The victory snapped a four-year winless drought for Kuchar, a stretch that lasted more than 1,600 days and spanned 118 starts on tour, the longest of his career.

Then came the Sony.

matt-kuchar-mayakoba-2018-sunday-walking-bridge.jpg

Cliff Hawkins/Getty Images

Though Kuchar struggled early in his career at Waialae, missing the cut six times in his first eight appearances, the tournament has been a personal paradise in recent years with six straight finishes of 13th or better.

His 2019 edition was even better.

Kuchar opened with a pair of 63s followed by a Saturday 66 for the lowest 54-hole total of his career and a two-stroke lead.

On Sunday, it looked like Kuchar might fade with three bogeys in his first five holes to fall one behind Putnam. But Kuchar has too much wiley vet in him, and he rallied to play his final 10 holes in six under, pulling away with three birdies over his final four holes, including a fist-pump inducing one from 12 feet on the 15th, to shoot another weekend 66 and coast to the win.

For the week, Kuchar ranked in the top 10 in strokes gained off the tee, approach and putting.

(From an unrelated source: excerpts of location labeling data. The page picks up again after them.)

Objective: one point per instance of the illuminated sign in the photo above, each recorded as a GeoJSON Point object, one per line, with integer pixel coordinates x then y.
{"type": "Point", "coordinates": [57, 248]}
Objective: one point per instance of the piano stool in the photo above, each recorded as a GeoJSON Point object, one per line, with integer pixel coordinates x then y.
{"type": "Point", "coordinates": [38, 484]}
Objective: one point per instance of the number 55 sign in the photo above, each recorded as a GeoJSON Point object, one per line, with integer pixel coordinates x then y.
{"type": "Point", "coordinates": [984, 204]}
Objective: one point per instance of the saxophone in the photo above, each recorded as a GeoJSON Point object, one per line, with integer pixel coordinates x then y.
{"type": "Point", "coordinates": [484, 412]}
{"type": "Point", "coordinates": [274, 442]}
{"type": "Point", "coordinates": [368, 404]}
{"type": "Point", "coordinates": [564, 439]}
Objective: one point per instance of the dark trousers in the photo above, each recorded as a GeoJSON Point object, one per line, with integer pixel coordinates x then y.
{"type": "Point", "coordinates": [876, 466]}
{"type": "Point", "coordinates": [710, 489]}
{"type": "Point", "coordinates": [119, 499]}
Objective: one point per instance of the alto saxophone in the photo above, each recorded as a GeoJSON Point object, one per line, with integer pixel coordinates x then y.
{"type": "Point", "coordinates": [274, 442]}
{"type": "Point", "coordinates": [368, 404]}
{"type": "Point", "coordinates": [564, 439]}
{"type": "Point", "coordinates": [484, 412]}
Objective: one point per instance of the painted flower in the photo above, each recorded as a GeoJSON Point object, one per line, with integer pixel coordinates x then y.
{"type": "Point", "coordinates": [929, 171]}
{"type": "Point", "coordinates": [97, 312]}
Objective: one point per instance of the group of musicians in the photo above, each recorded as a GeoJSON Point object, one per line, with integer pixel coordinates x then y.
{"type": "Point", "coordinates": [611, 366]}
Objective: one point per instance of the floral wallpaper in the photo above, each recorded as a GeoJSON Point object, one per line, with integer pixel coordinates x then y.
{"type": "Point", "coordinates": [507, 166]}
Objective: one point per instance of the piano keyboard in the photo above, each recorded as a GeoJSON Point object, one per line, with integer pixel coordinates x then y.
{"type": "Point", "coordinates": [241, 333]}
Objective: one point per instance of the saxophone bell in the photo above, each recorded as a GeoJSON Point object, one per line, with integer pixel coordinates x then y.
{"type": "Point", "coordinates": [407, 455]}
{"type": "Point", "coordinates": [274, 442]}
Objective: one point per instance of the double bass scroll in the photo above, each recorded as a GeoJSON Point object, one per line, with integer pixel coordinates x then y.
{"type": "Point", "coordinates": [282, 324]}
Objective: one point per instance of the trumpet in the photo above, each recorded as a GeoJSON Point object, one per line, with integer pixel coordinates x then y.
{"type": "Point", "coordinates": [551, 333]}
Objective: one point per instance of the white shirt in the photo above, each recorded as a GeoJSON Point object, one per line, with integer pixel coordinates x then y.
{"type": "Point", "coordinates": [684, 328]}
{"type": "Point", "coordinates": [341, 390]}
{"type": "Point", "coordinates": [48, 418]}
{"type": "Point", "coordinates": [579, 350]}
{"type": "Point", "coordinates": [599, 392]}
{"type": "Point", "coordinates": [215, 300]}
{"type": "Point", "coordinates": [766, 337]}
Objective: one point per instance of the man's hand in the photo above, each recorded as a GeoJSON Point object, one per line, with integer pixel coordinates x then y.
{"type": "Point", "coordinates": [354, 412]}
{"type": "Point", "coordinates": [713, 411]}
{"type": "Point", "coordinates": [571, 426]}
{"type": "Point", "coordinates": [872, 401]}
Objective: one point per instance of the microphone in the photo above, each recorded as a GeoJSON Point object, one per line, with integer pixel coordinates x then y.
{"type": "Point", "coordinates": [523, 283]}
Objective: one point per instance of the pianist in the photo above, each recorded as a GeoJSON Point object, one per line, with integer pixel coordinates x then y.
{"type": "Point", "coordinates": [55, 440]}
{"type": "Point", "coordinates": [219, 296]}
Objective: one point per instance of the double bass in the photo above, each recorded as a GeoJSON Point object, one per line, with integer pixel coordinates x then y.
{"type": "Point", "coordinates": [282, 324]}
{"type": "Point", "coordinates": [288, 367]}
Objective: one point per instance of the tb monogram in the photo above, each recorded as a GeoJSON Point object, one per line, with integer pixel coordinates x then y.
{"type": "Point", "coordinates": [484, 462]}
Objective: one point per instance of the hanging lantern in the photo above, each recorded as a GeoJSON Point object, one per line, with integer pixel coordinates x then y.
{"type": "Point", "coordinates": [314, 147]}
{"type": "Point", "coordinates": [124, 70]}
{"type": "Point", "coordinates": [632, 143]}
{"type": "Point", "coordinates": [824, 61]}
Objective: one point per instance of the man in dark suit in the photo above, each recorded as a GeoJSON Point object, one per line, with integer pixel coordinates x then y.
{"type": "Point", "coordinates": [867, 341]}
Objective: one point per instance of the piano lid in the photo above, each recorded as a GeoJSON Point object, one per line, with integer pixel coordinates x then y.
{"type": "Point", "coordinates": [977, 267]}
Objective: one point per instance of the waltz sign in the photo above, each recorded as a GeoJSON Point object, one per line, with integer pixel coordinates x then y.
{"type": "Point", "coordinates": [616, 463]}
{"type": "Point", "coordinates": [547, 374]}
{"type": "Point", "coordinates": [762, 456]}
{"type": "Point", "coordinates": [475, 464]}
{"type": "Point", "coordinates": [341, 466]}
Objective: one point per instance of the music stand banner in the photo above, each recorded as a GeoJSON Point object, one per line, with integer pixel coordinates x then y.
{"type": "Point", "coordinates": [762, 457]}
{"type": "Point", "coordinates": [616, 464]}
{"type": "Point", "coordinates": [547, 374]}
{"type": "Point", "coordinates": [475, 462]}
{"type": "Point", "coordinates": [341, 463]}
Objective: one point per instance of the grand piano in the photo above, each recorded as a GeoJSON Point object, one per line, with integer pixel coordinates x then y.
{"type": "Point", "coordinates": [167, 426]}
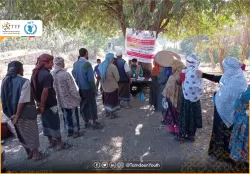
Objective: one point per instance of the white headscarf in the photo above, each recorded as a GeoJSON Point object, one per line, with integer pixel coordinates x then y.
{"type": "Point", "coordinates": [233, 84]}
{"type": "Point", "coordinates": [193, 86]}
{"type": "Point", "coordinates": [58, 65]}
{"type": "Point", "coordinates": [118, 53]}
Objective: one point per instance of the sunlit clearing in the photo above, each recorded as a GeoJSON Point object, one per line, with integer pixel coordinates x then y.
{"type": "Point", "coordinates": [138, 128]}
{"type": "Point", "coordinates": [116, 142]}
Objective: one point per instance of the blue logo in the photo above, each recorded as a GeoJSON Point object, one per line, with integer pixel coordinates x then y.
{"type": "Point", "coordinates": [30, 28]}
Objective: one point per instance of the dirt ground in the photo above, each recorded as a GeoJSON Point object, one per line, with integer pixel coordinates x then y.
{"type": "Point", "coordinates": [136, 135]}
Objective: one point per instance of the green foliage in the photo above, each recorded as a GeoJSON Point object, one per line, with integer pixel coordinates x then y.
{"type": "Point", "coordinates": [187, 47]}
{"type": "Point", "coordinates": [177, 18]}
{"type": "Point", "coordinates": [58, 42]}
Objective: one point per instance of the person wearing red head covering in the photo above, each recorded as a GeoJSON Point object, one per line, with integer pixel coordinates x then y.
{"type": "Point", "coordinates": [154, 86]}
{"type": "Point", "coordinates": [243, 67]}
{"type": "Point", "coordinates": [45, 96]}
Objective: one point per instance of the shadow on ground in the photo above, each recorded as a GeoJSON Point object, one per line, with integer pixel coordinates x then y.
{"type": "Point", "coordinates": [135, 136]}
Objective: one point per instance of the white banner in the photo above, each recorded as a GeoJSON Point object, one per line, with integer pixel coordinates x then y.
{"type": "Point", "coordinates": [140, 45]}
{"type": "Point", "coordinates": [21, 28]}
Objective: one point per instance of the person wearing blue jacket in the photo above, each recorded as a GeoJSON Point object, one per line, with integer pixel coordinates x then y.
{"type": "Point", "coordinates": [84, 76]}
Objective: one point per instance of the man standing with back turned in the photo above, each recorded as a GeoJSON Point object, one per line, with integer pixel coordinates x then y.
{"type": "Point", "coordinates": [124, 82]}
{"type": "Point", "coordinates": [84, 76]}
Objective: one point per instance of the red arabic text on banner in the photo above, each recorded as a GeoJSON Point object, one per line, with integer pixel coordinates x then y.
{"type": "Point", "coordinates": [140, 45]}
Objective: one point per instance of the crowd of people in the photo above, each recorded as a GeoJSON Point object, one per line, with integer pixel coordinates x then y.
{"type": "Point", "coordinates": [177, 99]}
{"type": "Point", "coordinates": [182, 112]}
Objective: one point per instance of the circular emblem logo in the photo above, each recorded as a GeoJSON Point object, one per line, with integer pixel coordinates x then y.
{"type": "Point", "coordinates": [30, 28]}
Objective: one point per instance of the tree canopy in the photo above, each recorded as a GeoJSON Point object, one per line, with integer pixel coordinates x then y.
{"type": "Point", "coordinates": [112, 16]}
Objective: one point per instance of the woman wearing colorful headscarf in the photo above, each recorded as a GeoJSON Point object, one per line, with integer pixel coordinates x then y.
{"type": "Point", "coordinates": [239, 144]}
{"type": "Point", "coordinates": [165, 73]}
{"type": "Point", "coordinates": [67, 96]}
{"type": "Point", "coordinates": [173, 92]}
{"type": "Point", "coordinates": [109, 79]}
{"type": "Point", "coordinates": [232, 84]}
{"type": "Point", "coordinates": [190, 117]}
{"type": "Point", "coordinates": [18, 105]}
{"type": "Point", "coordinates": [154, 86]}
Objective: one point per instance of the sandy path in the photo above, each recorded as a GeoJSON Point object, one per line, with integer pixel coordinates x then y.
{"type": "Point", "coordinates": [135, 135]}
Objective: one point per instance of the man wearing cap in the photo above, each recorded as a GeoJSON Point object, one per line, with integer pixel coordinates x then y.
{"type": "Point", "coordinates": [124, 82]}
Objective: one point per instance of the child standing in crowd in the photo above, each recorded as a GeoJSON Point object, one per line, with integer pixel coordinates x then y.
{"type": "Point", "coordinates": [97, 75]}
{"type": "Point", "coordinates": [190, 113]}
{"type": "Point", "coordinates": [173, 92]}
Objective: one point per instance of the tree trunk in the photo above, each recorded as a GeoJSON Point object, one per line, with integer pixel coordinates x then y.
{"type": "Point", "coordinates": [210, 52]}
{"type": "Point", "coordinates": [221, 58]}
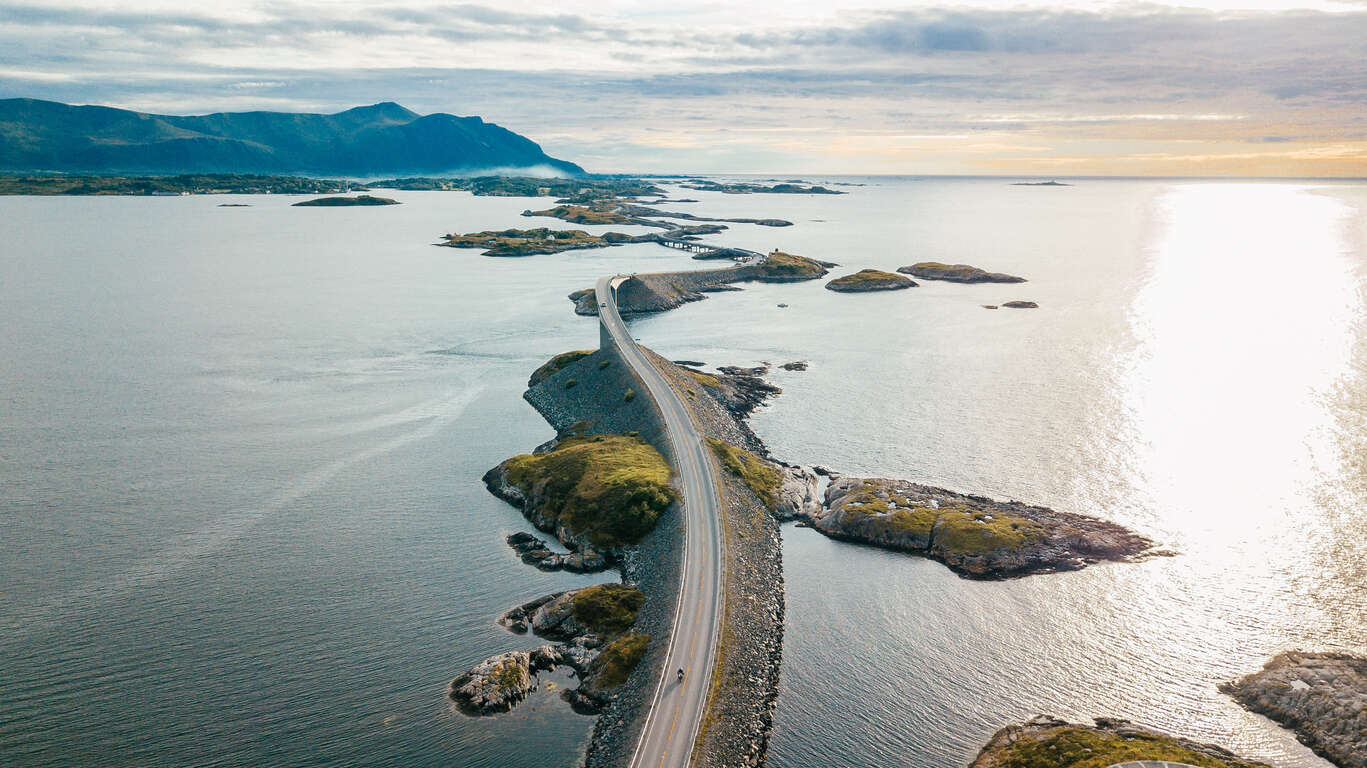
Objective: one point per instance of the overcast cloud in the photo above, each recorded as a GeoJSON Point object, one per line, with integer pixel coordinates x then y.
{"type": "Point", "coordinates": [796, 86]}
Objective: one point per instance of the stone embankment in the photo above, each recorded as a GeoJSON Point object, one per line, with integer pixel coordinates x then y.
{"type": "Point", "coordinates": [1322, 697]}
{"type": "Point", "coordinates": [745, 689]}
{"type": "Point", "coordinates": [663, 291]}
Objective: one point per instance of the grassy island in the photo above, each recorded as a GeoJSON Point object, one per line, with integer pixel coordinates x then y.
{"type": "Point", "coordinates": [789, 267]}
{"type": "Point", "coordinates": [526, 242]}
{"type": "Point", "coordinates": [617, 662]}
{"type": "Point", "coordinates": [583, 215]}
{"type": "Point", "coordinates": [758, 474]}
{"type": "Point", "coordinates": [555, 365]}
{"type": "Point", "coordinates": [871, 280]}
{"type": "Point", "coordinates": [185, 183]}
{"type": "Point", "coordinates": [1046, 742]}
{"type": "Point", "coordinates": [610, 488]}
{"type": "Point", "coordinates": [362, 200]}
{"type": "Point", "coordinates": [607, 608]}
{"type": "Point", "coordinates": [957, 273]}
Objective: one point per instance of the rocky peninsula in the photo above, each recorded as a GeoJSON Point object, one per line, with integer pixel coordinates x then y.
{"type": "Point", "coordinates": [956, 273]}
{"type": "Point", "coordinates": [526, 242]}
{"type": "Point", "coordinates": [1049, 742]}
{"type": "Point", "coordinates": [592, 632]}
{"type": "Point", "coordinates": [867, 280]}
{"type": "Point", "coordinates": [662, 291]}
{"type": "Point", "coordinates": [361, 200]}
{"type": "Point", "coordinates": [1322, 697]}
{"type": "Point", "coordinates": [975, 536]}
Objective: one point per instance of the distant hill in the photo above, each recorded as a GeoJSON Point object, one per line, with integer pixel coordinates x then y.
{"type": "Point", "coordinates": [367, 141]}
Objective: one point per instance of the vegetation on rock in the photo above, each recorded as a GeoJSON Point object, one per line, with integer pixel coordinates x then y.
{"type": "Point", "coordinates": [1053, 744]}
{"type": "Point", "coordinates": [525, 242]}
{"type": "Point", "coordinates": [607, 608]}
{"type": "Point", "coordinates": [617, 662]}
{"type": "Point", "coordinates": [361, 200]}
{"type": "Point", "coordinates": [957, 273]}
{"type": "Point", "coordinates": [607, 487]}
{"type": "Point", "coordinates": [758, 474]}
{"type": "Point", "coordinates": [871, 280]}
{"type": "Point", "coordinates": [554, 365]}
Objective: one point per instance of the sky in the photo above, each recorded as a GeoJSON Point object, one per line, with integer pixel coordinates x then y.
{"type": "Point", "coordinates": [982, 88]}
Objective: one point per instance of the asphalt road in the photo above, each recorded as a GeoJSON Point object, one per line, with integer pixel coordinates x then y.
{"type": "Point", "coordinates": [675, 711]}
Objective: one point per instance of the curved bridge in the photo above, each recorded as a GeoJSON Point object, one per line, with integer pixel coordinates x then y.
{"type": "Point", "coordinates": [675, 711]}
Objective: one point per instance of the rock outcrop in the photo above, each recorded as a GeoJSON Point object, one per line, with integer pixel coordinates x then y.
{"type": "Point", "coordinates": [867, 280]}
{"type": "Point", "coordinates": [1049, 742]}
{"type": "Point", "coordinates": [956, 273]}
{"type": "Point", "coordinates": [973, 536]}
{"type": "Point", "coordinates": [1322, 697]}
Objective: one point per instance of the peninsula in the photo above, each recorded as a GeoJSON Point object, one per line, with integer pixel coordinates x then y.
{"type": "Point", "coordinates": [867, 280]}
{"type": "Point", "coordinates": [956, 273]}
{"type": "Point", "coordinates": [1322, 697]}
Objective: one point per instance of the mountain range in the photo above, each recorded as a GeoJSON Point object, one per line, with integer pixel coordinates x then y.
{"type": "Point", "coordinates": [367, 141]}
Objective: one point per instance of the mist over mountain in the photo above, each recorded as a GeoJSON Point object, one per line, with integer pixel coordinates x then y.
{"type": "Point", "coordinates": [380, 140]}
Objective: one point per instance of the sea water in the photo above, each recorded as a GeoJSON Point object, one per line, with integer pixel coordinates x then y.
{"type": "Point", "coordinates": [242, 522]}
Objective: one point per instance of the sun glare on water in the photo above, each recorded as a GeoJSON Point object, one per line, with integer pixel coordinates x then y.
{"type": "Point", "coordinates": [1244, 325]}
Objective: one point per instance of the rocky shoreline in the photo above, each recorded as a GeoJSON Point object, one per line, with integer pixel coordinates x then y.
{"type": "Point", "coordinates": [1049, 742]}
{"type": "Point", "coordinates": [975, 536]}
{"type": "Point", "coordinates": [1322, 697]}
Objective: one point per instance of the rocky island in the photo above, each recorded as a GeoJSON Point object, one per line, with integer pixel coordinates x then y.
{"type": "Point", "coordinates": [526, 242]}
{"type": "Point", "coordinates": [662, 291]}
{"type": "Point", "coordinates": [785, 187]}
{"type": "Point", "coordinates": [867, 280]}
{"type": "Point", "coordinates": [591, 627]}
{"type": "Point", "coordinates": [346, 201]}
{"type": "Point", "coordinates": [1322, 697]}
{"type": "Point", "coordinates": [1049, 742]}
{"type": "Point", "coordinates": [975, 536]}
{"type": "Point", "coordinates": [956, 273]}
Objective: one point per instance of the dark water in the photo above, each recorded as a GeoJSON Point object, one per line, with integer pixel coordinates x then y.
{"type": "Point", "coordinates": [241, 519]}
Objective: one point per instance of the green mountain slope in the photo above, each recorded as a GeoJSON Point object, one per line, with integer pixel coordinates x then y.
{"type": "Point", "coordinates": [379, 140]}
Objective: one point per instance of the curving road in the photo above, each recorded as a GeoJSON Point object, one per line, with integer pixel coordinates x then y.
{"type": "Point", "coordinates": [675, 712]}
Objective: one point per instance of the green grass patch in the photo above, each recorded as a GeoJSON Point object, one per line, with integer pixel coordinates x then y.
{"type": "Point", "coordinates": [608, 608]}
{"type": "Point", "coordinates": [615, 663]}
{"type": "Point", "coordinates": [971, 532]}
{"type": "Point", "coordinates": [557, 364]}
{"type": "Point", "coordinates": [608, 487]}
{"type": "Point", "coordinates": [510, 675]}
{"type": "Point", "coordinates": [758, 474]}
{"type": "Point", "coordinates": [870, 279]}
{"type": "Point", "coordinates": [704, 379]}
{"type": "Point", "coordinates": [1083, 748]}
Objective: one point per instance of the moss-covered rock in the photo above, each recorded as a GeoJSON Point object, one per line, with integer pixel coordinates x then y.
{"type": "Point", "coordinates": [759, 476]}
{"type": "Point", "coordinates": [956, 273]}
{"type": "Point", "coordinates": [607, 608]}
{"type": "Point", "coordinates": [975, 536]}
{"type": "Point", "coordinates": [1047, 742]}
{"type": "Point", "coordinates": [557, 364]}
{"type": "Point", "coordinates": [618, 660]}
{"type": "Point", "coordinates": [867, 280]}
{"type": "Point", "coordinates": [606, 489]}
{"type": "Point", "coordinates": [525, 242]}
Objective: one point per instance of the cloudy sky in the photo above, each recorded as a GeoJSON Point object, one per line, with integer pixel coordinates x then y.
{"type": "Point", "coordinates": [1200, 88]}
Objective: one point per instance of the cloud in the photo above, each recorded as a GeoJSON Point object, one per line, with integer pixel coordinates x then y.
{"type": "Point", "coordinates": [786, 84]}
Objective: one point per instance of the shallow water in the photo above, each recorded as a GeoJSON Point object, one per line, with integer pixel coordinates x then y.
{"type": "Point", "coordinates": [241, 453]}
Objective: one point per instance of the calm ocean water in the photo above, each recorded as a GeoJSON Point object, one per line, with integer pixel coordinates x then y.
{"type": "Point", "coordinates": [241, 519]}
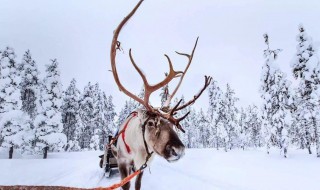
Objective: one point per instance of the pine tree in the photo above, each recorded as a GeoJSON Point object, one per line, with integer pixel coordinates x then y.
{"type": "Point", "coordinates": [13, 123]}
{"type": "Point", "coordinates": [204, 131]}
{"type": "Point", "coordinates": [306, 68]}
{"type": "Point", "coordinates": [29, 84]}
{"type": "Point", "coordinates": [48, 124]}
{"type": "Point", "coordinates": [271, 76]}
{"type": "Point", "coordinates": [164, 93]}
{"type": "Point", "coordinates": [185, 123]}
{"type": "Point", "coordinates": [128, 108]}
{"type": "Point", "coordinates": [229, 120]}
{"type": "Point", "coordinates": [71, 121]}
{"type": "Point", "coordinates": [243, 130]}
{"type": "Point", "coordinates": [109, 114]}
{"type": "Point", "coordinates": [9, 87]}
{"type": "Point", "coordinates": [87, 114]}
{"type": "Point", "coordinates": [214, 116]}
{"type": "Point", "coordinates": [253, 127]}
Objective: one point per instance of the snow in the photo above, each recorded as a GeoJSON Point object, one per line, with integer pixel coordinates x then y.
{"type": "Point", "coordinates": [199, 169]}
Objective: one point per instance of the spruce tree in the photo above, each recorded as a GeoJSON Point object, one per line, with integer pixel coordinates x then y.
{"type": "Point", "coordinates": [214, 116]}
{"type": "Point", "coordinates": [87, 114]}
{"type": "Point", "coordinates": [29, 84]}
{"type": "Point", "coordinates": [13, 123]}
{"type": "Point", "coordinates": [229, 120]}
{"type": "Point", "coordinates": [71, 121]}
{"type": "Point", "coordinates": [48, 124]}
{"type": "Point", "coordinates": [306, 69]}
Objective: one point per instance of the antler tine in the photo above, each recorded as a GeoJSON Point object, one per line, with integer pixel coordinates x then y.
{"type": "Point", "coordinates": [190, 57]}
{"type": "Point", "coordinates": [149, 89]}
{"type": "Point", "coordinates": [208, 80]}
{"type": "Point", "coordinates": [113, 53]}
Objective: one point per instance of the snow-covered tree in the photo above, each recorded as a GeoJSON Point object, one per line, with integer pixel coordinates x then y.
{"type": "Point", "coordinates": [243, 131]}
{"type": "Point", "coordinates": [15, 129]}
{"type": "Point", "coordinates": [164, 93]}
{"type": "Point", "coordinates": [72, 125]}
{"type": "Point", "coordinates": [87, 115]}
{"type": "Point", "coordinates": [253, 127]}
{"type": "Point", "coordinates": [95, 140]}
{"type": "Point", "coordinates": [29, 84]}
{"type": "Point", "coordinates": [186, 124]}
{"type": "Point", "coordinates": [48, 124]}
{"type": "Point", "coordinates": [13, 122]}
{"type": "Point", "coordinates": [9, 86]}
{"type": "Point", "coordinates": [109, 116]}
{"type": "Point", "coordinates": [128, 108]}
{"type": "Point", "coordinates": [205, 132]}
{"type": "Point", "coordinates": [229, 119]}
{"type": "Point", "coordinates": [214, 116]}
{"type": "Point", "coordinates": [306, 68]}
{"type": "Point", "coordinates": [275, 94]}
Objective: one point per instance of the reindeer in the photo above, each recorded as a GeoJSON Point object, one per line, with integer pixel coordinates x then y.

He was also tops in the field in greens hit, missing just two each of the final two days and hitting all but eight for the week.

“Golf is addictive that way, in that if you're not playing well you can't wait to figure it out and make it better, fix it,” Kuchar said. “If you're playing well, shoot, it's great, it's awesome. You want it to never end. You want to just keep playing. It's a cycle of whether it's good or bad that you kind of have this quest to continue to play, to improve, to fix, to whatever it is. I was frustrated, but still along the quest of trying to get better.”

And proving that 40 is the new 20, or something like that.